24. September 2015 | Umwelt + Verkehr | 2 Kommentare

Zwischen Halle (Saale) und dem benachbarten Saalekreis ist erneut ein Streit um die Finanzierung der Überlandstraßenbahn über Merseburg nach Bad Dürrenberg entbrannt. Die Hallesche Verkehrs AG fordert eine stärkere finanzielle Beteiligung des Kreises. Andernfalls wird das Angebot bereits ab Dezember zusammengestrichen. Das berichtet die Mitteldeutsche Zeitung mit Blick auf eine Diskussion im Vergabeausschuss des Saalekreises.
Techniklinie
Demnach fehlen der HAVAG 900.000 Euro für den Betrieb der Strecke, die der Saalekreis zahlen soll. Der beteiligt sich momentan mit 1,3 Millionen Euro. So sollen künftig wochentags nur noch 20 statt bislang 34 Verbindungen von Halle nach Bad Dürrenberg stattfinden. Damit würde die Linie 5 nur noch, bis auf den Berufsverkehr, stündlich in den Saalekreis fahren. Bisher rollen die Trams alle 30 Minuten. Obendrauf soll der Bahnverkehr im Saalekreis bereits um 18 Uhr statt bisher 22.30 Uhr eingestellt werden. Samstag soll die Bahn erst ab 7.30 Uhr statt bisher 4.30 Uhr fahren, an Sonntagen erst ab 9.30 Uhr.

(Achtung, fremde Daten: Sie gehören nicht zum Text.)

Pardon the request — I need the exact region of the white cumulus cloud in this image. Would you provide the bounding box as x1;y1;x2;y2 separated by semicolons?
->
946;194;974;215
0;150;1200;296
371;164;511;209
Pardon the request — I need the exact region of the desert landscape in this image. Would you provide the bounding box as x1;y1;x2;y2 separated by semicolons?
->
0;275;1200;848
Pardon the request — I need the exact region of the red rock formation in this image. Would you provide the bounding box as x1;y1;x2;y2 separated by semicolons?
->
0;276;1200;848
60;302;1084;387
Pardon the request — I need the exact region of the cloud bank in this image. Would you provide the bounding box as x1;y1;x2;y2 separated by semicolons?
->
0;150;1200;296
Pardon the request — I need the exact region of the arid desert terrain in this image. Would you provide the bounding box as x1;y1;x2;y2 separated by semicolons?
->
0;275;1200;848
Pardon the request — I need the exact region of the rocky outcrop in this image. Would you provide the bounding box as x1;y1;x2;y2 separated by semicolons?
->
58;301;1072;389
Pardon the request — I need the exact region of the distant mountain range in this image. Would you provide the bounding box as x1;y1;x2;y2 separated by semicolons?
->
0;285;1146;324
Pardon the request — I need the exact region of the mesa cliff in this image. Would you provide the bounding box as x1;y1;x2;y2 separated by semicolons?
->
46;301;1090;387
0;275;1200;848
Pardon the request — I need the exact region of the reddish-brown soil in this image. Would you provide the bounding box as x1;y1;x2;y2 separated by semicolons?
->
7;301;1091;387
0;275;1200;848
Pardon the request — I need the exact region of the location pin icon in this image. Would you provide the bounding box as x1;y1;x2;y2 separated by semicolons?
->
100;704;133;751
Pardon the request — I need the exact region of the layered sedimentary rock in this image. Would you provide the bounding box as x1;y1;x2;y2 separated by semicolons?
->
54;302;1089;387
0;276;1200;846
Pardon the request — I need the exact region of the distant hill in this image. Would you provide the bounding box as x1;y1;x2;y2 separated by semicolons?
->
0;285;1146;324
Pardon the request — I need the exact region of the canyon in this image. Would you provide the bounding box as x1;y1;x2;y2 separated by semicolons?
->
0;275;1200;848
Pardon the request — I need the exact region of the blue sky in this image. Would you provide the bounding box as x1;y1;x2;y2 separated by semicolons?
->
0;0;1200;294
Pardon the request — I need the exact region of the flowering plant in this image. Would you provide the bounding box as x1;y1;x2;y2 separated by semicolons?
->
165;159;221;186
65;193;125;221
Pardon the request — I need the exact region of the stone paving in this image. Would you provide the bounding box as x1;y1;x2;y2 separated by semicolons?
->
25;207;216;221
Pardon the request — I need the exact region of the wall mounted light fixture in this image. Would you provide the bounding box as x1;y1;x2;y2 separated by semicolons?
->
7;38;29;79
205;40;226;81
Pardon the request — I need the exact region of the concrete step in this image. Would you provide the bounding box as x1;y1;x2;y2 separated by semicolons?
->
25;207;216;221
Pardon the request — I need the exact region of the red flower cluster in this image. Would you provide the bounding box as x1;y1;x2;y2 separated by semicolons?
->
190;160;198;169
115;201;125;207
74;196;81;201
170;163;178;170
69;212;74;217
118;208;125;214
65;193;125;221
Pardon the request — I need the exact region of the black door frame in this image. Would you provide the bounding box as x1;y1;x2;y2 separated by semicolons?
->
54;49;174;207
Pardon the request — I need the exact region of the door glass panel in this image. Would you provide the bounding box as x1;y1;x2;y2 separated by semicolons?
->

Um zumindest im Berufsverkehr das Angebot einigermaßen halten zu können, soll der Kreistag den Zuschuss auf 1,5 Millionen Euro im laufenden und 1,7 Millionen Euro im kommenden Jahr erhöhen. Doch auch das wird für den Betrieb in der jetzigen Form nicht reichen.

Erst in den vergangenen drei Jahren hatte die HAVAG in Merseburg mehrere Millionen Euro in ein neues Gleisnetz investiert. Bereits in den vergangenen Jahren stand die Zukunft der Überlandbahn immer wieder auf der Kippe.